TaskResults — DirectTaskResult and IndirectTaskResult

TaskResult models a task result. It has exactly two concrete implementations:

  1. DirectTaskResult is the TaskResult to be serialized and sent over the wire to the driver together with the result bytes and accumulators.

  2. IndirectTaskResult is the TaskResult that is just a pointer to a task result in a BlockManager.

The decision of the concrete TaskResult is made when a TaskRunner finishes running a task and checks the size of the result.
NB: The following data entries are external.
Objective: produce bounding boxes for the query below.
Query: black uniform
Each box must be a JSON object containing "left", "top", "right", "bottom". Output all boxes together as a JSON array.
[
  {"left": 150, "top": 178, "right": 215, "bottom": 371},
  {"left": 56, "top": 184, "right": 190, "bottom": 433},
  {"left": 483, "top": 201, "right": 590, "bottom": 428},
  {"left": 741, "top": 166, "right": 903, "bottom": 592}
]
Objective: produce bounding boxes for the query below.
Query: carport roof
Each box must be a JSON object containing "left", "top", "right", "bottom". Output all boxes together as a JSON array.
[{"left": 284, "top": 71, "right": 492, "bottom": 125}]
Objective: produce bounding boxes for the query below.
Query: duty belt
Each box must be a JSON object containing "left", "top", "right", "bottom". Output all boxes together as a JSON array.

The types are private[spark].

DirectTaskResult Task Result

  var valueBytes: ByteBuffer,
  var accumUpdates: Seq[AccumulatorV2[_, _]])
extends TaskResult[T] with Externalizable

DirectTaskResult is the TaskResult of running a task (that is later returned serialized to the driver) when the size of the task’s result is smaller than spark.driver.maxResultSize and spark.task.maxDirectResultSize (or spark.rpc.message.maxSize whatever is smaller).

DirectTaskResult is Java’s java.io.Externalizable.

IndirectTaskResult Task Result

IndirectTaskResult[T](blockId: BlockId, size: Int)
extends TaskResult[T] with Serializable

IndirectTaskResult is a TaskResult that…​

IndirectTaskResult is Java’s java.io.Serializable.